For 2012, the federal exemption from all three transfer taxes is $5,120,000 ($10,240,000 for married couples). The gift and estate tax exemptions are each scheduled to revert to $1,000,000, and the generation skipping transfer tax exemption (GST) is scheduled to revert to $1,390,000 on January 1, 2013. No one really expects a complete reversion, but it is highly unlikely that that all three types of transfer taxes will be sustained at the current, historically high, levels. Here are a few reasons why a great deal of wealth will be transferred between January 1 and December 31, 2012, in variety of ways.
Introduction
The Gift tax is a tax on lifetime transfers above the exemption limit. The Estate tax is a tax on what is left over at death. Lifetime gifts have a basis carryover, and as a result, a sale or disposition of the asset will generate income or capital gain tax. Common types of asset transfers include high basis assets, and highly appreciating assets.
The GST tax is imposed whenever there is a transfer of an interest in property by gift or at death to a person who is two or more generations below that of the transferor. The GST is a standalone exemption. GST transfers are generally designed to “skip” estate tax in the generation below the Donor.
Of the three transfer taxes, the gift tax exemption is the exemption most likely to go down, and if this happens it will become harder to use the GST exemption, irrespective of its size, or to remove appreciation in assets from the taxable estate for estate tax purposes.

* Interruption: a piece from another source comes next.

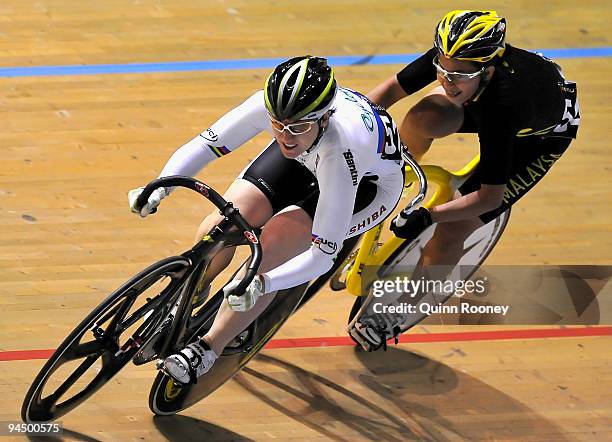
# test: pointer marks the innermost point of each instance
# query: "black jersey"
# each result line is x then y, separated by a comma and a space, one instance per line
526, 97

Even though, a married couple can make cumulative gifts through 2012 of $10.24 million there are estates where gifting of that magnitude is not financially feasible. If the right size gift is $5.12 million or less, one spouse could make the gift (without gift-splitting), and the non-Donor spouse will then have preserved the full gift tax exemption for future use (at whatever amount it may then be).
Hedging Your Bets
It is possible to buy some additional time to see what might happen with the gift tax and the GST tax by making a gift to a lifetime trust for a spouse (QTIP) in 2012. This transfer will be treated as a gift qualifying for the marital deduction only if an election is made on a timely filed gift tax return (April 15, of the year following the transfer). The Donor will have until the following April 15, to decide whether or not to elect to qualify for the marital deduction or use his or her gift tax exemption for 2012. Alternatively, the spouse may waive all or a portion of the spouse’s income interest and the trust could continue as a GST exempt trust.

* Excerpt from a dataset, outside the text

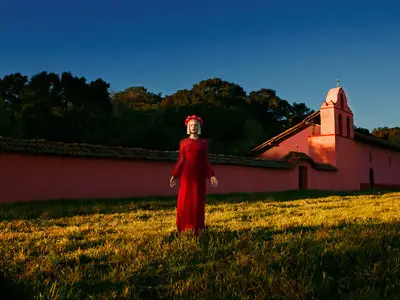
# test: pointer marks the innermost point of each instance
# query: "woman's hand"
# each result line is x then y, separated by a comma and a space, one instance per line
214, 181
172, 181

Another type of hedge is a revocable trust that has already been drafted as a type of stand by gifting trust. Generally, all that is needed to complete the gift would be for the Donor to relinquish his or her power to revoke, or the trust may contain a provision that automatically makes the trust irrevocable on December 31 unless revoked prior to that date.
In some case, the gift may be structured in a fashion that may allow a return of some or the entire gift to the Donor, if financial circumstances change. A Spousal Lifetime Access Trust (SLAT) is such a structure.
Life insurance Transfers
The gift tax and/or GST exemptions may be used for transfers to a life insurance trust to acquire new life insurance, purchase policies from the Donor or his or her spouse, or prefund premium payments. Even if no gifts can, or will, be made in 2012, it is important to review all previous allocations and potential automatic allocations of GST exemption, and consider a possible allocation of the GST exemption to trusts that may not be fully GST exempt.
Valuation discounts
Valuation discounts are a way to leverage the gift and GST exemptions. These types of transactions are more complicated and time consuming, and there is probably not sufficient time left this year to properly structure a transaction of this type. However, all is not lost. A transfer of cash, or other high basis property may be made this year, to a properly drafted trust, and later used to purchase the discounted interest after the valuation discount planning is implemented.
Finding Assets to Transfer
In some cases, cash may not be readily available for transfer, but there may be other sources for the gift. For example, a gift may include the exercise of lifetime general power of appointment over an existing trust; relinquishing a surviving spouse’s interest in a QTIP trust, forgiving a promissory note; forgiving past indebtedness; or establishing a qualified personal residence trust (QPRT).
Dealing with Uncertainty
It is difficult to plan with any degree of certainty. Planning through the end of this year may not gain anything, yet failure to plan properly may prove quite costly. It is not too late to “have your cake and eat it too,” provided you dine before January 1, 2013.